Otobong Nkanga Named the 2025 Nasher Prize Laureate

Thursday, October 5, 2023
Otobong Nkanga Named the 2025 Nasher Prize Laureate

The Nigerian/Belgian artist is the first to receive the prize under the new biennale format.

Through a broad range of materials, used to orchestrate an equally broad range of artistic practices, the 2025 Nasher Prize Laureate, Otobong Nkanga, weaves together powerful works that delve into the complex, often fragile relationships between humans, the land, and its resources, touching on issues of consumption, global circulation, connectivity, and care.

Otobong Nkanga, was born in Kano, Nigeria in 1974, grew up in Lagos and Paris, and lives and works in Antwerp, Belgium. Over the past 20 years she has been producing evocative works that speak to migration and her own movement in the world, the exhaustive use of planetary resources, and the interconnectedness of people and the land. Her enigmatic art, which relies on extensive research into the places it inhabits, frequently uses raw materials such as minerals, metals, stones, and plants to elicit new meanings, stored memories, and emotional connections for her audience.
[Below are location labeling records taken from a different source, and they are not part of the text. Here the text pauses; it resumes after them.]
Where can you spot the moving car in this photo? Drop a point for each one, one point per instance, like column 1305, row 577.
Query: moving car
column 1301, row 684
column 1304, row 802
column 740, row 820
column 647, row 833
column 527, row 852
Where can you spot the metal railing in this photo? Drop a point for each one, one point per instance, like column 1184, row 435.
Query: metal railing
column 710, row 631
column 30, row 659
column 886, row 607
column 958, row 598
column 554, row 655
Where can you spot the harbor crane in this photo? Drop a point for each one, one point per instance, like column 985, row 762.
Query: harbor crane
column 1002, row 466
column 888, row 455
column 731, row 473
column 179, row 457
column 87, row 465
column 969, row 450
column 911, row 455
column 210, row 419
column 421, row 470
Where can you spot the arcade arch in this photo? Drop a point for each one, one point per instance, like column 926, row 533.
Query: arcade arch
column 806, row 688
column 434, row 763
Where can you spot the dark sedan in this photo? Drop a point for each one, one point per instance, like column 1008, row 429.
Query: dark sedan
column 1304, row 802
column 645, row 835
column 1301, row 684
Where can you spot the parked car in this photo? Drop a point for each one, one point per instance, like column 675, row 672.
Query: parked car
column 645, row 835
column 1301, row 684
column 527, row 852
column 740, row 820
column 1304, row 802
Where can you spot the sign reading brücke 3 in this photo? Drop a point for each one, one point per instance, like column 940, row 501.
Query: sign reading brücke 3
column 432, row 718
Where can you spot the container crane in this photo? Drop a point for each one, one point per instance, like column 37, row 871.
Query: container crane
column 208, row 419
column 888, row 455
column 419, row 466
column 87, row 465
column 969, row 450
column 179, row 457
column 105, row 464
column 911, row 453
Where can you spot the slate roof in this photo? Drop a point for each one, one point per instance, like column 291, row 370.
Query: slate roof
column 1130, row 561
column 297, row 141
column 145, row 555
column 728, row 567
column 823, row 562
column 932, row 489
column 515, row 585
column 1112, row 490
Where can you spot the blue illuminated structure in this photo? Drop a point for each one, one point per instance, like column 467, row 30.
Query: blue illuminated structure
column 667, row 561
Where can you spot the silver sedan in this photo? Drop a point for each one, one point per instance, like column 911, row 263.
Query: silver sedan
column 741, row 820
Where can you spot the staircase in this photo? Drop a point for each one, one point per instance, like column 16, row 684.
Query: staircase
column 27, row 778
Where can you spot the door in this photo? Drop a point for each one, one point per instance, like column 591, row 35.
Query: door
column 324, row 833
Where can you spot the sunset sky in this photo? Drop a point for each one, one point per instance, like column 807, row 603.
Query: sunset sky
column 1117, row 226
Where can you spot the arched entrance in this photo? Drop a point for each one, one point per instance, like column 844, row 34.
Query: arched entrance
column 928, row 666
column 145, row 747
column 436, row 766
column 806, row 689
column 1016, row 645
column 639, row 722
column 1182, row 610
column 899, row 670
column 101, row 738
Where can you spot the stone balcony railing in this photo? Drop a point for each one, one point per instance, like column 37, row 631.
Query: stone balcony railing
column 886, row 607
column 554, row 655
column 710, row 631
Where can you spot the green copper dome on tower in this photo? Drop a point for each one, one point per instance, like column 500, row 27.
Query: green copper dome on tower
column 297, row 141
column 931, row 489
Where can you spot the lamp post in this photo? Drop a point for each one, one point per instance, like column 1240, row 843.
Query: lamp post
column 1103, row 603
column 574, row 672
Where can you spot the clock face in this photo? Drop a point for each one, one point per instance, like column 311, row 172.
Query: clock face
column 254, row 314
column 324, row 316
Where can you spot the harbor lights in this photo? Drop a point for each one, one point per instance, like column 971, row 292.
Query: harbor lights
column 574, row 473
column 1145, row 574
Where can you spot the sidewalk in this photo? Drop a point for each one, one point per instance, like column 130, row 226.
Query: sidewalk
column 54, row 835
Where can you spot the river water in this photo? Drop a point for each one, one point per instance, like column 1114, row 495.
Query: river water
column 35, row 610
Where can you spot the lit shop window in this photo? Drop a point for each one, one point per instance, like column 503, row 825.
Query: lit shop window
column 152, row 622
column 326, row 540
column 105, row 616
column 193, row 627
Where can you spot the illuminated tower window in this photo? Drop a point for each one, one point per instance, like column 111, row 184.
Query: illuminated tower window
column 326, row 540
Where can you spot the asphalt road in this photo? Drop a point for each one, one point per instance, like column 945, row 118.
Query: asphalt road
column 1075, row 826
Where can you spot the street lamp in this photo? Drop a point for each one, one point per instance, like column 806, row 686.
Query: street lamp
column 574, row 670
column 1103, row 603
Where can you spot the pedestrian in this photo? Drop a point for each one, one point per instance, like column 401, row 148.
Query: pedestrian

“The work of Otobong Nkanga makes manifest the myriad connections—historical, sociological, economic, cultural, and spiritual— that we have to the materials that comprise our lives,” says Nasher Sculpture Center Director Jeremy Strick. “Delving deeply into the variegated meanings these materials take on, Nkanga’s work makes clear the essential place of sculpture in contemporary life.”

As a part of this honor, Nkanga will be presented with $100,000 and an award designed by Renzo Piano, architect of the Nasher Sculpture Center, at a ceremony in Dallas on April 5, 2025 alongside an exhibition and published monograph.